One World

__One World Birthday__ is an event celebrating Wikipedia's 20th Birthday (and related milestones, i.e. anniversaries of wiki software, Federated Wiki, Wikidata, Wiki Strategies…)

Epigraph

The first edit on Wikipedia was the first time anyone in the world could participate in a single common activity. It was the first time the world spoke with one voice.

Wikipedia is the best way we have found that people around the world can collaborate to create shared knowledge. It achieves this result through social traditions and rules, mediated by technology.

The end result is what we might call consensual writing, which has the advantage of being able to synthesise many voices into a single concise and coherent proposition. This Synthetic View has the disadvantage of giving little space for new or alternative perspectives which fail to reach such consensus.
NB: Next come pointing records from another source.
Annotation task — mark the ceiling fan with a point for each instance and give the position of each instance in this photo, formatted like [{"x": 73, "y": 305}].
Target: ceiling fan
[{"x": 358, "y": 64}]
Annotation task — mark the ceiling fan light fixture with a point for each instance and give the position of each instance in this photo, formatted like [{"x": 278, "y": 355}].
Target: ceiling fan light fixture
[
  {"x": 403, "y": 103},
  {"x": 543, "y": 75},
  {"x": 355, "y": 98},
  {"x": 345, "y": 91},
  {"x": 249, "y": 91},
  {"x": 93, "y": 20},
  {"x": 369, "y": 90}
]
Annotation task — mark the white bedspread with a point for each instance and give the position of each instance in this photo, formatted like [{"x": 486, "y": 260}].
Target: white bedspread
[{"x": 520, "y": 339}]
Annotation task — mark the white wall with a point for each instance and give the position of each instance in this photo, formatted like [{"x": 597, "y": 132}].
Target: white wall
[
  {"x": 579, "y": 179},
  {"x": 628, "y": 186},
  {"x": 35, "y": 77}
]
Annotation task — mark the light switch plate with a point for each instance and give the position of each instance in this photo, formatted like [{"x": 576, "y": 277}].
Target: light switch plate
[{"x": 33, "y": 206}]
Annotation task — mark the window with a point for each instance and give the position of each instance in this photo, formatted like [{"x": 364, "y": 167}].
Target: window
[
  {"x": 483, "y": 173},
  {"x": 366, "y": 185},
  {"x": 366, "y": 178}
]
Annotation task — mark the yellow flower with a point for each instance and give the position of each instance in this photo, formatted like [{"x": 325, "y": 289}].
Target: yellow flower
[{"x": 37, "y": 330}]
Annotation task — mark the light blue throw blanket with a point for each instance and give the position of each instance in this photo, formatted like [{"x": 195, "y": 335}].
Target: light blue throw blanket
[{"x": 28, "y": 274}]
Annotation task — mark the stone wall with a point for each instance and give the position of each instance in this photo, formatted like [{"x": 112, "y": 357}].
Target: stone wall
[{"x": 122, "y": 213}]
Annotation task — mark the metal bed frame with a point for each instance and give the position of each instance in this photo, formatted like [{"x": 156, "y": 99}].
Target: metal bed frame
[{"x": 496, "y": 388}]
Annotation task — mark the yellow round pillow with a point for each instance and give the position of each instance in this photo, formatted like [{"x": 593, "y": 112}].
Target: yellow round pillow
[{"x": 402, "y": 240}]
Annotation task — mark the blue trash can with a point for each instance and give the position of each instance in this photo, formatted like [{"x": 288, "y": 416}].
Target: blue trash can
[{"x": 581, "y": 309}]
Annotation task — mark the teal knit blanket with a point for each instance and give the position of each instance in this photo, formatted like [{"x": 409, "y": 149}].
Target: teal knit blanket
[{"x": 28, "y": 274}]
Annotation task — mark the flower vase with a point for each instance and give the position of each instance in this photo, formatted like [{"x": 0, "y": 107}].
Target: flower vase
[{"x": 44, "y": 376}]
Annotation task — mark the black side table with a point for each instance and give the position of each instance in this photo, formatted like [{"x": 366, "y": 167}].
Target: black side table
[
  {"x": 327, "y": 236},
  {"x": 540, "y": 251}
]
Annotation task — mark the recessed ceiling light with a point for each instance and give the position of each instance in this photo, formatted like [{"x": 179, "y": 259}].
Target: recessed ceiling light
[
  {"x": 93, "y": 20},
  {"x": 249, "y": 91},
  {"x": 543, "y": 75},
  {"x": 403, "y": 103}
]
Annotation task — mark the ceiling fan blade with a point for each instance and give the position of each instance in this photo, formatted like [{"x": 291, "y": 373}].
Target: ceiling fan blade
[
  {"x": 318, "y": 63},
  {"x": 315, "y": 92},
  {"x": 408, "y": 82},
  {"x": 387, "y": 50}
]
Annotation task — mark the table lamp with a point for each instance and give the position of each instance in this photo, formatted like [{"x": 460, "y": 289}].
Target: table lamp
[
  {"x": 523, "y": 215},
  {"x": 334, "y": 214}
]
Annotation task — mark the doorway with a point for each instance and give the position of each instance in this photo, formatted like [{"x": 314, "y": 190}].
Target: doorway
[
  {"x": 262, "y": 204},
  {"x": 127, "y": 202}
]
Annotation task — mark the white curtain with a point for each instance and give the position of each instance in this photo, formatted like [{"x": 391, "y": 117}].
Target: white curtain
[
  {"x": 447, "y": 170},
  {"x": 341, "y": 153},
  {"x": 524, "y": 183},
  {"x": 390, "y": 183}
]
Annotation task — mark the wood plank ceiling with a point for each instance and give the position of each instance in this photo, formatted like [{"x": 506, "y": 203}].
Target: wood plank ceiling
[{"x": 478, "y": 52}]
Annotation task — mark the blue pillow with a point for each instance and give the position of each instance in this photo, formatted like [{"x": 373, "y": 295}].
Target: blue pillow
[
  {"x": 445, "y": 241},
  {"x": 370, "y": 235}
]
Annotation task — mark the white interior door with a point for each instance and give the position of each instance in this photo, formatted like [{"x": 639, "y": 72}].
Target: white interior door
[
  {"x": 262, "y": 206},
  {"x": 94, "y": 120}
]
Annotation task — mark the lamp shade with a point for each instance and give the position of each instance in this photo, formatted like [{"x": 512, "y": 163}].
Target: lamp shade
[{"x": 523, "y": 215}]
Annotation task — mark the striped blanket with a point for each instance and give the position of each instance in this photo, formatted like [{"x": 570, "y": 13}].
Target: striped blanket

While Wikipedia may be the best available platform for planet-scale collaboration, it is not without its flaws, and some of those are substantial. The Tyranny of Structurelessness is a constant challenge, even as we get more organized and simultaneously grapple with the Tyranny of Structure. The age-old injustices that beset all human endeavors impact Wikipedia in ways that are both unique and all too familiar. The community that builds Wikipedia reflects demographics that are all too familiar, and its content often reinforces or amplifies the voices of the powerful.

In the One World Birthday we aim to illuminate these dynamics, and challenge our colleagues to actively nurture the beneficial aspects of Wikipedia, which may often mean actively fighting its more pernicious tendencies.

We will consider broad, global themes such as climate change, social justice, and the role of journalism in society.

# Collective The theme is essentially about the pressing need for better collective decision making and action. We examine wiki as the best know example of planetary scale collective action, and we ask how we can use this to address the problems that we face.

We move between the one, and the many. This is like moving between Federated Wiki, and Wikipedia, or the divergent and the convergent.

We can explore themes about the individual and the things we can do to act, and the collective - the ways we can come together to address collective problems.